Fra Carnevale OP (c. 1420-1425 – 1484) was an Italian painter of the Quattrocento, active mainly in Urbino. Carnivale, widely regarded as one of the most enigmatic artists, has only nine works that can be definitively attributed to him. Most of these have even been contested as authentic to Carnavale at various points in history.
He is cited by a number of names including Bartolomeo di Giovanni Corradini, Bartolomeo Coradini and Fra' Carnevale.
He was born in Urbino, and entered the order of Dominicans in 1449 under the name of Fra’ Carnevale or Carnovale. He was a pupil of the Ferrarese painter Antonio Alberti. Farquhar claims he was the teacher of Giovanni Santi. Between 1445-1446, he worked in the studio of Filippo Lippi in Florence. For centuries, the only reference to Carnavale existed in Giorgio Vasari's "The Lives of the Artists." Here, Vasari referred to Carnavale as Carnovale da Urbino, the painter of the altarpiece at Santa Maria della Bella in Urbino as well as the influence behind Bramante's architecture of St. Peter's in Rome. He also was an architect for the portals of San Domenico in Urbino.
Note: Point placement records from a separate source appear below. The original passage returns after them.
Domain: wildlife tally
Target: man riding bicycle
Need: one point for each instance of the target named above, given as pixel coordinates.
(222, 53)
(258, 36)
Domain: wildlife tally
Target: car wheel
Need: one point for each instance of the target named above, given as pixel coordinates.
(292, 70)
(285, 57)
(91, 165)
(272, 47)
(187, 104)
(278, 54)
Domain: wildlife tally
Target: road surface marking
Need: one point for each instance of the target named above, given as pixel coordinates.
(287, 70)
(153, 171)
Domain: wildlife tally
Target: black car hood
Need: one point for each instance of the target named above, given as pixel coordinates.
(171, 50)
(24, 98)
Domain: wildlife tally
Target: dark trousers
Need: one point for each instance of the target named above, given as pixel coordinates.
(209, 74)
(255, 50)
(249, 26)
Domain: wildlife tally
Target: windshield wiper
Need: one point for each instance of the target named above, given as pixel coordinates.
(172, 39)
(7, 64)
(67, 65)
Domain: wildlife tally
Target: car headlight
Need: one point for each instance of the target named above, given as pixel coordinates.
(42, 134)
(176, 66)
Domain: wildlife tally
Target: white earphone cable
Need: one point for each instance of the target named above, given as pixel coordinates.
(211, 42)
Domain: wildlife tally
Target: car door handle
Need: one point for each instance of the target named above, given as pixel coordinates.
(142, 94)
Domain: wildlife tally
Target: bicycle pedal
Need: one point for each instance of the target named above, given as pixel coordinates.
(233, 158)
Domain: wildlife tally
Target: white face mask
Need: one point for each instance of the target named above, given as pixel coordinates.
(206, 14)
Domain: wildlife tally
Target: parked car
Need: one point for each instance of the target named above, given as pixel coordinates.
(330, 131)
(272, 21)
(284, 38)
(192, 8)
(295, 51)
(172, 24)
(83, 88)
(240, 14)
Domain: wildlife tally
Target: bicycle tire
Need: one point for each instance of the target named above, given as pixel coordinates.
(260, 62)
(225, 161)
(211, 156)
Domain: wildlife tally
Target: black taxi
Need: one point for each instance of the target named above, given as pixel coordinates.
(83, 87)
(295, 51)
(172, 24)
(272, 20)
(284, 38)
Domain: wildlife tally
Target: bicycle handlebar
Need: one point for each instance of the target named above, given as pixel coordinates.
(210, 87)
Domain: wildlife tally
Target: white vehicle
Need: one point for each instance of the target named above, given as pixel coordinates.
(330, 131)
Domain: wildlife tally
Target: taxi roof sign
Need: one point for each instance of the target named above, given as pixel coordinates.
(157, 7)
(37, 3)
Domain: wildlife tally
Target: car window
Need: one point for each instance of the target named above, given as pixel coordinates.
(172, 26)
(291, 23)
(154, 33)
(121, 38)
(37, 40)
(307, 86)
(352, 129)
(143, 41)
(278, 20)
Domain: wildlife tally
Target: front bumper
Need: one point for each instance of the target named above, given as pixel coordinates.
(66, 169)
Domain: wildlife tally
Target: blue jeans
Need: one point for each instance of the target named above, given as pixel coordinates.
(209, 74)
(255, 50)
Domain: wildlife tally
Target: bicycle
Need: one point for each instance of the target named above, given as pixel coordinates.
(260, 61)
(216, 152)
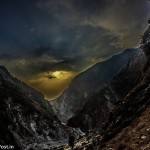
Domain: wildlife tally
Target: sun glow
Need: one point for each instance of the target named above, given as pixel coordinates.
(56, 73)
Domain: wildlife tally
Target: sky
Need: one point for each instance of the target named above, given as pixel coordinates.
(46, 43)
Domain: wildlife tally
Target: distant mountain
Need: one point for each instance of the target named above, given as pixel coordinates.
(27, 120)
(80, 89)
(101, 103)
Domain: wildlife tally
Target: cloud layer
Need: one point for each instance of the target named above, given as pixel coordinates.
(43, 36)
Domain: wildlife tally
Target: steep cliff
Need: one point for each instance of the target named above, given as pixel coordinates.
(26, 118)
(79, 91)
(101, 103)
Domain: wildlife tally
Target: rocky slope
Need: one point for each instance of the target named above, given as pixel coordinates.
(101, 103)
(74, 98)
(26, 118)
(128, 125)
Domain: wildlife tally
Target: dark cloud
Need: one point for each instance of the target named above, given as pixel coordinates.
(70, 35)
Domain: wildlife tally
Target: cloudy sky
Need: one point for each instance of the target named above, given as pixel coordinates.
(47, 42)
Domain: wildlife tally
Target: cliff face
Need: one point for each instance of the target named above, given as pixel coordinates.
(98, 107)
(81, 88)
(26, 118)
(128, 124)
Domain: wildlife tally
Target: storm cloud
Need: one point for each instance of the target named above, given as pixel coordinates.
(38, 36)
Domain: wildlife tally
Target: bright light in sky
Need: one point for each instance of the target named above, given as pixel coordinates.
(56, 73)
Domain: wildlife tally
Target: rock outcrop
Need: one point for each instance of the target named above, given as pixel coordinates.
(97, 109)
(27, 120)
(81, 88)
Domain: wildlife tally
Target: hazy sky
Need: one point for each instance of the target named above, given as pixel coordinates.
(47, 42)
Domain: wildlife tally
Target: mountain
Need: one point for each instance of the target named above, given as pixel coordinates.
(101, 103)
(81, 87)
(27, 120)
(128, 123)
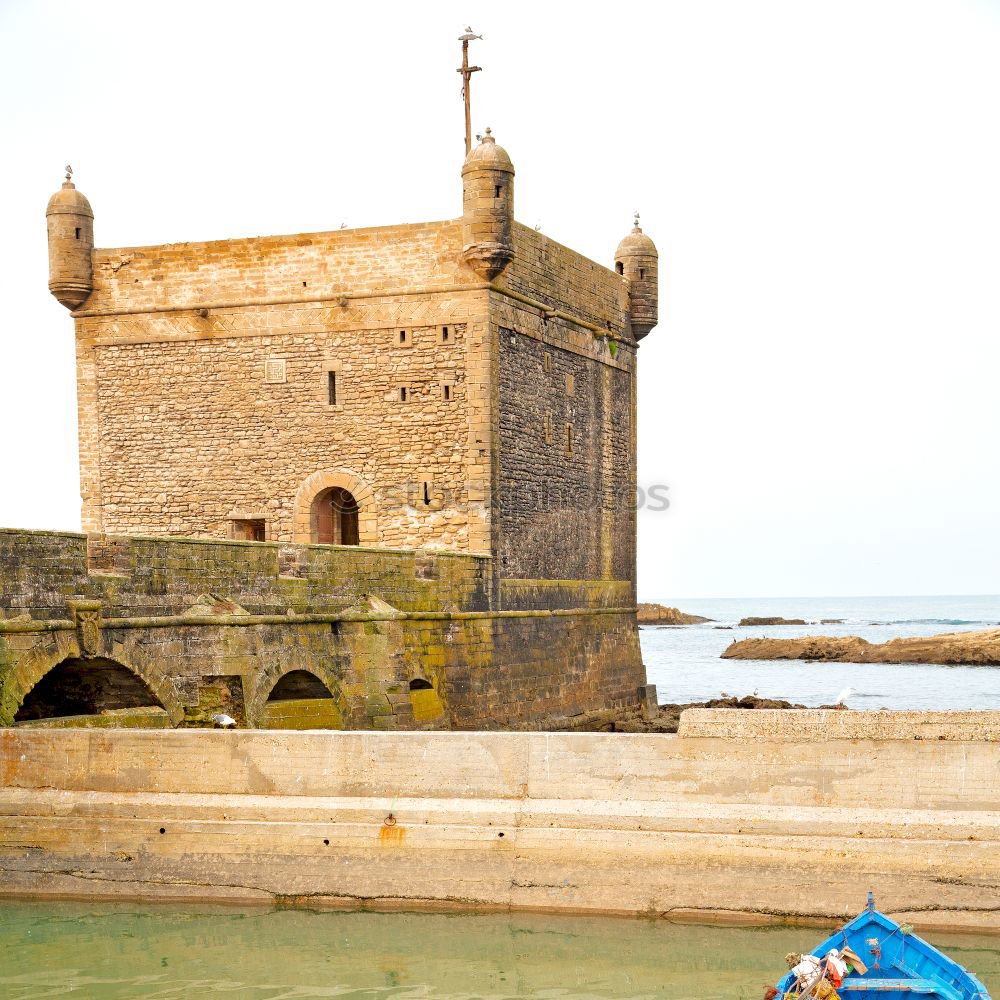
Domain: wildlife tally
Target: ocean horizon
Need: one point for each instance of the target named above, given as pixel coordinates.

The painting known by the name "The Ideal City" - one of three similar styled paintings - very often referred to in books on the theory and history of urban design - and housed at the Walters Art Museum in Baltimore, USA - is attributed to Fra Carnevale. However, the painting is attributed by others to Francesco di Giorgio Martini, partly due to the latter's greater significance at the Urbino court and because the painting refers to architectural themes he refers to, derived from Leon Battista Alberti's slightly earlier published treatise, in his own architectural treatise.
The Birth of the Virgin, now attributed to Carnavale, comprises two panels and is now housed in part in the Metropolitan Museum in New York City and part in the Museum of Fine Arts in Boston. The panels were part of an altarpiece commissioned on behalf of the Santa Maria della Bella in Urbino in 1467.